Weisfeiler disappeared in southern Chile while on a hiking holiday
during Gen. Augusto Pinochet’s dictatorship.
Weisfeiler
campaigners hope the CDE’s intervention in the human rights case
will put pressure on investigating Judge Jorge Zepeda. Zepeda is the
fourth judge charged with investigating the case since Weisfeiler
disappeared.
Boris Weisfeiler is the sole U.S. citizen still
unaccounted for among the 1,119 people who disappeared during the
17-year Pinochet dictatorship (1973-1990). He was a Russian-born
U.S. university math professor who is believed to have been turned
over to a German cult community (Colonia Dignidad) by Chilean
military officials, where he was most likely killed.
Two
years after Weisfeiler’s disappearance, a Chilean military informant
told U.S. embassy officials that he was a part of a military patrol
that arrested a foreign hiker two years earlier and concluded he was
a Russian spy. According to the informant, Weisfeiler was alive as
of 1987 and held in Colonia Dignidad, now known to have been a
torture center used by the military regime.
Since then there
have been no new leads in the case. The military has repeatedly
denied arresting Boris Weisfeiler or handing him over to Colonia
Dignidad.
Boris Weisfeiler’s sister and niece, Olga and Anna
Weisfeiler, met with President Michelle Bachelet last Friday during
her official visit to the United States. During their meeting in
Washington D.C. the Weifeilers urged Bachelet to bring a renewed
focus to the case (ST, June 8).
Bachelet promised to “do
everything possible” to find out exactly what happened in January,
1985. The president, who acknowledged the “chaotic” state of the
case, also recognized that there were still “many unanswered
questions that require greater investigation,” said Olga
Weisfeiler.
“It is encouraging that President Bachelet agreed
to meet with the Weisfeilers, and indicated a serious interest in
making a resolution of the case a higher priority,” said U.S.
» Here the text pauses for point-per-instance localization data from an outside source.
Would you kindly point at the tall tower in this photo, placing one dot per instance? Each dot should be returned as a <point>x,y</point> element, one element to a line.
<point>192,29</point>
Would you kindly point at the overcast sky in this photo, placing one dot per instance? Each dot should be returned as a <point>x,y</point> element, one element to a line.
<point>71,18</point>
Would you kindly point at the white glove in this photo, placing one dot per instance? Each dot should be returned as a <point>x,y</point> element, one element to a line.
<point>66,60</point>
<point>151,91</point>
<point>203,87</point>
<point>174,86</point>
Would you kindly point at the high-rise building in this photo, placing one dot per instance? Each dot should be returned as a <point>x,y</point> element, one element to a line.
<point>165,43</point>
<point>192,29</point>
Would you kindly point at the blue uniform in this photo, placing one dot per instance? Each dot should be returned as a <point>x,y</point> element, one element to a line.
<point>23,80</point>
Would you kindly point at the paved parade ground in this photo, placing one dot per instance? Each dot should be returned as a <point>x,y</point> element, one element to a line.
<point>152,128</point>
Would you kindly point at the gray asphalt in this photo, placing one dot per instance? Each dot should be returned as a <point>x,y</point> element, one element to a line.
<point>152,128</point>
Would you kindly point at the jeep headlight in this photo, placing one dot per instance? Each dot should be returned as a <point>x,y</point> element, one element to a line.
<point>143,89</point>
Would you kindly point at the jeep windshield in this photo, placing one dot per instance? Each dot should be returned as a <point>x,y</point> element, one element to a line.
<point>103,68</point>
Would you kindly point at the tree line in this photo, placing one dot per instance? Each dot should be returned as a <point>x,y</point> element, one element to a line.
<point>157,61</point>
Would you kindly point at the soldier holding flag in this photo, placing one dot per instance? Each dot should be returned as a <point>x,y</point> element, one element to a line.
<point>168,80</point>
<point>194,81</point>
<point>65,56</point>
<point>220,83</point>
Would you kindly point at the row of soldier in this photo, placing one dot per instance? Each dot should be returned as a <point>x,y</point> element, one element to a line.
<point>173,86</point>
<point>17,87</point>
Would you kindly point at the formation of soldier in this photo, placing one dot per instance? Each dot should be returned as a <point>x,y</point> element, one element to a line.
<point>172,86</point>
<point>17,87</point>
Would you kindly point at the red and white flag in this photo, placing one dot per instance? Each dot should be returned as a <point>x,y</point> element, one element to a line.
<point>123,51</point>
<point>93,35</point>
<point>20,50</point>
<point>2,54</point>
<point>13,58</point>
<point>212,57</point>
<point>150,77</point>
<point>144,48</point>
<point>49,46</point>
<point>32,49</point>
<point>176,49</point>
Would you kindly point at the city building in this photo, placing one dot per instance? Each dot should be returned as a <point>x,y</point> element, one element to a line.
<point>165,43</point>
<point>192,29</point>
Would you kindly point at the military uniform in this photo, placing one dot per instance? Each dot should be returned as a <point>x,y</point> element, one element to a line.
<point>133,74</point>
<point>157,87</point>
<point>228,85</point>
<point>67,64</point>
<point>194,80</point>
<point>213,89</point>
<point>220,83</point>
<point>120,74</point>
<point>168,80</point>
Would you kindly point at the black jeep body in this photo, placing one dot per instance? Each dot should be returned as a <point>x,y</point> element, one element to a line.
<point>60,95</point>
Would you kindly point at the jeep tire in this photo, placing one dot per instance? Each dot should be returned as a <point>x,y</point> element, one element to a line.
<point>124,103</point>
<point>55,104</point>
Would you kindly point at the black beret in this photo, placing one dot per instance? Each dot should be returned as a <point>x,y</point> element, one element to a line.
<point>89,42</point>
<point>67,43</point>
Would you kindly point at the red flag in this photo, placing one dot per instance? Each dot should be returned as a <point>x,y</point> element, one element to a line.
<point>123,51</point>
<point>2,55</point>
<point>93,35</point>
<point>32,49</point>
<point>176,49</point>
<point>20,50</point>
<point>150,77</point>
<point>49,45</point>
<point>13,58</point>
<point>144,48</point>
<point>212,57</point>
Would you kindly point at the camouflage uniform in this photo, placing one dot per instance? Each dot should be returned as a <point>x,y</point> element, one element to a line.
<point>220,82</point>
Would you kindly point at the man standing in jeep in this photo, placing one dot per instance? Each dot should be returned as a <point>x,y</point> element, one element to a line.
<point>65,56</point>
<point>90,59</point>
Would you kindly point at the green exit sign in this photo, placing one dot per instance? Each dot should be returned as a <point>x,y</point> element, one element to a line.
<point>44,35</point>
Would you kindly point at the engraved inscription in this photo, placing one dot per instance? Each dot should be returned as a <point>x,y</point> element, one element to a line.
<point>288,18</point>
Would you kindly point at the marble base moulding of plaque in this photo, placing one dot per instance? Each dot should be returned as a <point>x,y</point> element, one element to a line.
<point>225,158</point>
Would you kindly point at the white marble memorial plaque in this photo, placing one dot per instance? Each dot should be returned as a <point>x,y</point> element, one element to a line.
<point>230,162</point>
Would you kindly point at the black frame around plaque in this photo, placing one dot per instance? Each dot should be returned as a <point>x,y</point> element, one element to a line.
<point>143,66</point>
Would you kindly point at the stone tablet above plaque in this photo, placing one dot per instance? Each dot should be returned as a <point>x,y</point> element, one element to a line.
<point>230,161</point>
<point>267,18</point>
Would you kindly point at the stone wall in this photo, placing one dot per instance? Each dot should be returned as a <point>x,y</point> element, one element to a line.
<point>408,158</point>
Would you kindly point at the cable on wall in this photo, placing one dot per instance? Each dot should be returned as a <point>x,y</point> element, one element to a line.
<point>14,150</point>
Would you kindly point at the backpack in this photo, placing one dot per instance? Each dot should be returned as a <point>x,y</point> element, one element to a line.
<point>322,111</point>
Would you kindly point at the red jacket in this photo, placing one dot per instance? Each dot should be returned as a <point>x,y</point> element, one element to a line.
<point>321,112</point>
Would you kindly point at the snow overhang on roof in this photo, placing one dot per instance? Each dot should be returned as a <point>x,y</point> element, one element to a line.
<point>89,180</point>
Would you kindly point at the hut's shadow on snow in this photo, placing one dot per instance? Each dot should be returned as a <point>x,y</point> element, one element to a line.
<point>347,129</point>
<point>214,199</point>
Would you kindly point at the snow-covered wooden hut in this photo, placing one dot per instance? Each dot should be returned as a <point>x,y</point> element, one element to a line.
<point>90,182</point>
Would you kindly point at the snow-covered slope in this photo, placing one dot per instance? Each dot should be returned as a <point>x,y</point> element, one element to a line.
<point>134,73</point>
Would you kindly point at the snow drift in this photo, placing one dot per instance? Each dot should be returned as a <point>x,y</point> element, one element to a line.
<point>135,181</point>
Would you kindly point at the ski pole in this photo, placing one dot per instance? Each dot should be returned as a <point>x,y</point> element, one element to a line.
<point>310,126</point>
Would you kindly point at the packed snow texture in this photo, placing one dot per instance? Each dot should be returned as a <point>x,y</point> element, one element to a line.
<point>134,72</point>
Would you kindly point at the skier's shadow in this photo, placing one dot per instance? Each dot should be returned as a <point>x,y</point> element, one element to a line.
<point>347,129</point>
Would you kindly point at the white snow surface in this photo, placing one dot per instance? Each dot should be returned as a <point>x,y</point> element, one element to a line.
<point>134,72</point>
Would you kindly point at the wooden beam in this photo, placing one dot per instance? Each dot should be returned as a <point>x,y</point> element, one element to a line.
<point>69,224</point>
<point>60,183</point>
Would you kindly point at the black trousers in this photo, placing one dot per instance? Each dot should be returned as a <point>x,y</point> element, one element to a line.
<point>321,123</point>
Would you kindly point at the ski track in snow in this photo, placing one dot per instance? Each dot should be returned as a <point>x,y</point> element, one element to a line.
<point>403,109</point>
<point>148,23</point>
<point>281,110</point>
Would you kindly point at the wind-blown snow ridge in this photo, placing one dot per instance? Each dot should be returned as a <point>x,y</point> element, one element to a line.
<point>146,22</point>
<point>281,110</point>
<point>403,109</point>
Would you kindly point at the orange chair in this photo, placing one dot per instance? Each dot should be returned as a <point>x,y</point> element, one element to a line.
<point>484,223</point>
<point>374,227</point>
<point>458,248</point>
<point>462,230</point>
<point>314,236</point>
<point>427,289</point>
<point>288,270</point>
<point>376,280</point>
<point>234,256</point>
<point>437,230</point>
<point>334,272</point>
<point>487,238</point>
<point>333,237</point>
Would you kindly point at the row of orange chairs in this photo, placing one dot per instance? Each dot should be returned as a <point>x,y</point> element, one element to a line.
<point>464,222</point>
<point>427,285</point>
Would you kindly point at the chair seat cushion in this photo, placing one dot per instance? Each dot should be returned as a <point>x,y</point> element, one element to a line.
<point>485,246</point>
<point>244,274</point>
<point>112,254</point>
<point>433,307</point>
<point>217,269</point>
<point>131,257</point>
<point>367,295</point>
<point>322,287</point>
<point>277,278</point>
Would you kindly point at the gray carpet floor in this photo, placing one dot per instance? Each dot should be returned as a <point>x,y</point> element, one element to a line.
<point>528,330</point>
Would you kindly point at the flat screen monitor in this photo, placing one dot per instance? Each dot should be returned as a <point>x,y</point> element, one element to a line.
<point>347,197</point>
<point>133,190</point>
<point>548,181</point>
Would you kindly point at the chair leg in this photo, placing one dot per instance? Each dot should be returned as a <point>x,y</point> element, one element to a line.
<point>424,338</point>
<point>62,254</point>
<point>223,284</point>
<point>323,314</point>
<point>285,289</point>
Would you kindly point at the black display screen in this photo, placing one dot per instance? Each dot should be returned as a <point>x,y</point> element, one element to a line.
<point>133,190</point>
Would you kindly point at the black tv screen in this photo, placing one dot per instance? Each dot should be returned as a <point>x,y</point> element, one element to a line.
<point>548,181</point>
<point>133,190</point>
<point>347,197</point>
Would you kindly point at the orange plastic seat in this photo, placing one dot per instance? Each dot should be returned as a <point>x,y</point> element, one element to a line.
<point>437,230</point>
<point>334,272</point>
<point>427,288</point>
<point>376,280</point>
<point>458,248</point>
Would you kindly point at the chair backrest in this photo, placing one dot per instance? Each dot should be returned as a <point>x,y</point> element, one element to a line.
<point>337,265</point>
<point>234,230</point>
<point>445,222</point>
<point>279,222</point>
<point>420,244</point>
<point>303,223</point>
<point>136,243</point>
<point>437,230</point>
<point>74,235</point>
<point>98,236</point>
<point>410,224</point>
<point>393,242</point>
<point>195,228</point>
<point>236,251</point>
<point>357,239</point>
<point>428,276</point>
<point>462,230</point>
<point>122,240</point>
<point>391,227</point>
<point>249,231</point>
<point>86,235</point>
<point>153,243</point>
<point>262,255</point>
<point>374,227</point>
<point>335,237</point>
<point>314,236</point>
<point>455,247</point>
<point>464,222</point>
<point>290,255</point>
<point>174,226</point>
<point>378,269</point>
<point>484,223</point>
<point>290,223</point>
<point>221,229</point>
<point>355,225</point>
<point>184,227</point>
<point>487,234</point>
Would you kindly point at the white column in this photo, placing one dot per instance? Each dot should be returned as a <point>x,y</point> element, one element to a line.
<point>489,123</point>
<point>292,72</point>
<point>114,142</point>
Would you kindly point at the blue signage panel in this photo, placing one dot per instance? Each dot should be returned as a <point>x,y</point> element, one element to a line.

Congressman Barney Frank, a Democratic Party Congressman who has
taken a special interest in the case. “I will continue to work with
the family to help ensure that the Chilean government lives up to
this commitment.”
Congressman Frank, as Olga and Anna
Weisfeilers’ Congressional representative, has repeatedly urged both
the U.S. Government and Chilean authorities to devote more resources
to the case and to expedite a full accounting of what happened to
Boris Weisfeiler.
Olga Weisfeiler visited Chile for the fifth
time this past March with a letter signed by U.S. senators and
representatives urging Bachelet to “continue the investigation of
Professor Weisfeiler’s disappearance, so that a resolution to this
tragic case can finally be achieved” (ST, March 23).